Thus, the main objective of our work is to study robustness of joint production and maintenance scheduling in permutation flow shop workshops and to demonstrate that performances loss due to insertion of maintenance tasks results in a gain of joint scheduling robustness.

Given their complexity, there are few works dealing with scheduling robustness problems. The cases studied in this field are mainly those of only production scheduling. Works in Cui et al. (2004), Leus and Herroelen (2007) address the problem of finding robust scheduling for a single machine with failure uncertainty. In Cardin et al. (2013), authors carry out experimentations on a complex flexible manufacturing system in order to determine whether or not flexibility of scheduling methods can absorb uncertainties. Scheduling robustness for a flexible job shop problem with random machine failures is addressed in Cardin et al. (2013), He and Sun (2013), Weckman et al. (2012). Two-stage approaches to achieve stable and robust scheduling despite uncertain events are proposed in Alfieri et al. (2012), Huang et al. (2014), Mirabi et al. (2013), Rahmani and Heydari (2014). Authors in Ghezail et al. (2010), Rasconi et al. (2010) introduce different methodologies to perform a comparative evaluation of different approaches used to deal with the problem of scheduling with uncertainty. It is important to note that one of the original aspects of our contribution is that all of these works consider robustness of only production scheduling and did not study the impact of maintenance on this robustness.

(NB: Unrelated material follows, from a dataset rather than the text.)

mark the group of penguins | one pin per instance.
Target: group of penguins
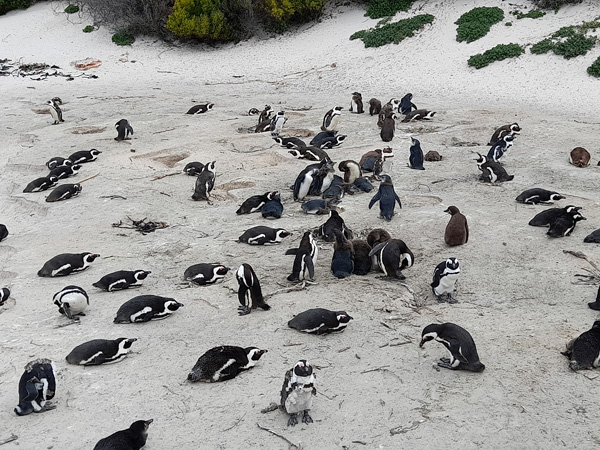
(379, 251)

The rest of this paper is organized as follows. “Literature review” section provides a focused literature review on joint production and maintenance scheduling. “Study background” section gives a background to our study describing the used data, functions, measures and their denotations. “Joint scheduling strategies” section presents the two joint production and maintenance scheduling strategies used in our study to know the sequential and the integrated strategy with the adaptation of the scheduling generating methods to each strategy. “Scheduling robustness” section describes our approach to study the scheduling robustness by presenting the considered disturbances and the procedures of applying these disturbances on both production and joint scheduling.“Experimental results” section provides experimental studies showing the merits of our approach. “Comparative Study” section presents a comparative study between our approach and other joint scheduling strategies. “Conclusion” section concludes this paper.

Literature review

In the literature, different ways of understanding and characterizing the problem of production and maintenance scheduling are proposed. Nevertheless, most works have opted for an integrated approach to solve a static problem (Ben Ali et al. 2011; Fitouhi and Nourelfath 2014; Wang and Liu 2013; Cui et al. 2014; Hadidi et al. 2011; Najid et al. 2011). In other words, maintenance and production tasks are considered simultaneously and the characteristics (availability date, operating time, etc.) of these tasks are known a priori. Some authors propose to carry out the maintenance tasks during the programmed stops of machines for other activities (quality control for example) (Ben Ali et al. 2011; Kovács et al. 2011; Fitouhi and Nourelfath 2014; Gustavsson et al. 2014; Wong et al. 2013; Roux et al. 2013; Najid et al. 2011; Tsai et al. 2001).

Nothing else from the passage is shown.